The third largest town in Crete, Rethymno is one of the best preserved medieval cities in Greece, with architectural influences of the Venetian rule, Ottoman period and the years of the Egyptian domination. It is the only city in Crete which is built on a cape, and more specifically, “on the boundary between calmness and fierceness,” as it is eloquently described by local writer Pantelis Prevelakis. Unlike Heraklion or Chania, Rethymno never had a large port that would have made it a centre of trade, however, the small harbour lined with colourful Venetian and Ottoman buildings, with cafeterias and restaurants overlooking the sea, is a charming place, attracting an eclectic mix of locals and tourists.
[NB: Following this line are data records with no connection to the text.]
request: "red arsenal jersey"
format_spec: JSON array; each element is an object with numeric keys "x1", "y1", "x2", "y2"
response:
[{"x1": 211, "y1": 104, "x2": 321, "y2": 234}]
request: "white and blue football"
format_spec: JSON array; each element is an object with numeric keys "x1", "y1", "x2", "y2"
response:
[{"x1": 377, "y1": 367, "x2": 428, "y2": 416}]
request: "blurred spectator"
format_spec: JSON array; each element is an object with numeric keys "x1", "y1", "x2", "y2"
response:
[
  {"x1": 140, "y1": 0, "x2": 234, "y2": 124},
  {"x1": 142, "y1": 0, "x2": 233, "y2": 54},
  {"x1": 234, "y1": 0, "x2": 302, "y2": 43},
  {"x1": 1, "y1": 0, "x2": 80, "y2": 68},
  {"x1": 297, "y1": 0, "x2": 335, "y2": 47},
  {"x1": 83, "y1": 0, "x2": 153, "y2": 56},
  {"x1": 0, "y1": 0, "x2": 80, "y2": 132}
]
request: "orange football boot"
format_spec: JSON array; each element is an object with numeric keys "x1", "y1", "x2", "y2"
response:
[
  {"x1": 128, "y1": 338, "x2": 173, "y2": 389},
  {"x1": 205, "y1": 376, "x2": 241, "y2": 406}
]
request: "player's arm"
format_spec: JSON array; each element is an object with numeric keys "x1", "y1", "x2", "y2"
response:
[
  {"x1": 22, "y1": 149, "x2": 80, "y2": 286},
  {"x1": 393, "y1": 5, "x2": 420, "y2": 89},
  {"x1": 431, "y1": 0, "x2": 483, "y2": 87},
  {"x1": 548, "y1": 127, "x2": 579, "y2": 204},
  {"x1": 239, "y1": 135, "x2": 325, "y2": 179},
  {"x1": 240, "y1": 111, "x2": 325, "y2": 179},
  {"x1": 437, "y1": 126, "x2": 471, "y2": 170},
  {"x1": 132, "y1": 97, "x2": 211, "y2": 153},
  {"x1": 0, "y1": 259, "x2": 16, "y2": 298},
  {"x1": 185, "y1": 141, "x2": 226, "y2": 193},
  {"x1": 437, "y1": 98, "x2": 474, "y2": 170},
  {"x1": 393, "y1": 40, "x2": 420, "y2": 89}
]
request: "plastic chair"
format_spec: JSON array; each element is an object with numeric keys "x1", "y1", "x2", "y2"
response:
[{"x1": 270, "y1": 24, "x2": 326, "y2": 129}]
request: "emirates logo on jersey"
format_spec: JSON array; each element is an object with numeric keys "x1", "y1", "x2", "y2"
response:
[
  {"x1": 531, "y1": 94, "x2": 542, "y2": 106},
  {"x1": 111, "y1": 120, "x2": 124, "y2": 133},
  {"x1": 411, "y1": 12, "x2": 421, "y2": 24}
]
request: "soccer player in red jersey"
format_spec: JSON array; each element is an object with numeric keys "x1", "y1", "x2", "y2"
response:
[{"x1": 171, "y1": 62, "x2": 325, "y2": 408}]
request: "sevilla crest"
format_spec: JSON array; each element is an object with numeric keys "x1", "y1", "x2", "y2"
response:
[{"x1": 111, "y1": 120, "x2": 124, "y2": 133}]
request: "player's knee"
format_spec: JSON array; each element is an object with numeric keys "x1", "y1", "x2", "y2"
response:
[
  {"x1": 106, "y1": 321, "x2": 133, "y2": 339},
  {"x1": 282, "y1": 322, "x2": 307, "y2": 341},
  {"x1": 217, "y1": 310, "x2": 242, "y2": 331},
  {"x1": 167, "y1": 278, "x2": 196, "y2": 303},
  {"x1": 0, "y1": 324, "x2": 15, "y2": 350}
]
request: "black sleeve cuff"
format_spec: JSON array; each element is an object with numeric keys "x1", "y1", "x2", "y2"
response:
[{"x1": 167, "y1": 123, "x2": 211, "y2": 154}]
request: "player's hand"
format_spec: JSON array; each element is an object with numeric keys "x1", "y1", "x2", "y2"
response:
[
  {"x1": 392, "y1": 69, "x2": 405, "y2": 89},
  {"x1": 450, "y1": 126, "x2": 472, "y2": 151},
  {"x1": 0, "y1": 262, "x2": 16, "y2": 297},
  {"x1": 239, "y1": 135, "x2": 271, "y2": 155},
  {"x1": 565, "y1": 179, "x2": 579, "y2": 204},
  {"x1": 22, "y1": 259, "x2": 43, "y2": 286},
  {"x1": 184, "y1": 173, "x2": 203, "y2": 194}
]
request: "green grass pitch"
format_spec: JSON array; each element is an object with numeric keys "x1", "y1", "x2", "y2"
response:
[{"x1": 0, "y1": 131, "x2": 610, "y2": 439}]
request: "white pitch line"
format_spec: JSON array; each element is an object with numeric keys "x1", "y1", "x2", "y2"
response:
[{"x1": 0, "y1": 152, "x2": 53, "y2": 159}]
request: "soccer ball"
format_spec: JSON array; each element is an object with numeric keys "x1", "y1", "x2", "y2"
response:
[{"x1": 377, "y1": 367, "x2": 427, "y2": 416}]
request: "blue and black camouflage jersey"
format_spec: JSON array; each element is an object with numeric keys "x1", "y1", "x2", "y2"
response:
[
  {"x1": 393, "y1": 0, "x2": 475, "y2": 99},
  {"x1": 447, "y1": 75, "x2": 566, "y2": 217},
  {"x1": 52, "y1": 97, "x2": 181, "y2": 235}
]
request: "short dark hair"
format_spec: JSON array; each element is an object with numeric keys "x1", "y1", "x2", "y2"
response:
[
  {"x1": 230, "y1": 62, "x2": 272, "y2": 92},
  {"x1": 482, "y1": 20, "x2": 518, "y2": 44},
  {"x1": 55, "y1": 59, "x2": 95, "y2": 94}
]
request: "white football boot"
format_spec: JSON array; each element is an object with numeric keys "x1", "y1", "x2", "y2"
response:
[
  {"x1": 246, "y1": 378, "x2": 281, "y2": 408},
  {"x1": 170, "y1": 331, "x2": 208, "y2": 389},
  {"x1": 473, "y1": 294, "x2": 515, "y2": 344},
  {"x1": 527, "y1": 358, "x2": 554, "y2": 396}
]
The most famous landmark in Rethymno, the Egyptian Lighthouse sits in the middle of the Venetian harbour. The different names of the lighthouse and harbour may seem confusing, but the Egyptian Lighthouse was built during the 1830s during the time when the Ottoman Empire controlled the island and gave it to the Egyptians.
We start our tour with a visit to the Venetian citadel, the Fortezza. When it was built (1573-1580), on the hill once occupied by ancient Rithymna, it was the largest fortress on Crete. High up on the battlements, you will feel the salty breeze from the Sea of Crete; we will walk along the old defensive trenches, between the towers, bastions and gates, among the solitary palm trees. Here, too, is the Erofyli open-air theatre, which hosts the celebrated Renaissance Festival every summer.
Our walk continues through the Old town, a colourful labyrinth of Venetian mansions, exquisite courtyards, historic churches, minaret mosques and elaborate fountains. We pass by the Rimondi fountain, built by Venetians and which still serves fresh water from its three lion heads, the Venetian Loggia, a beautiful and prominent building in the middle of town, housing a market for art reproductions, the Guora Gate which is part of the former Venetian City Walls, and was once one of the main entryways into the city.
We will see the Neratze Mosque, with its three domes and 27m-tall minaret and the Church of St. Francis, that today houses the Archaeological Museum of Rethymno, before heading to the workshop of Hatziparashos, (probably) the last baker who keeps alive the tradition of making filo sheets and kataifi pastry by hand. Here we have the chance to taste some baklava and other Greek desserts made by his wife, than we return on the shopping streets for an hour of leisurely walk and souvenirs hunting. Lunch will be served in one of the traditional taverns of the Old Town, with a choice of traditional dishes, vegetarian and meat based.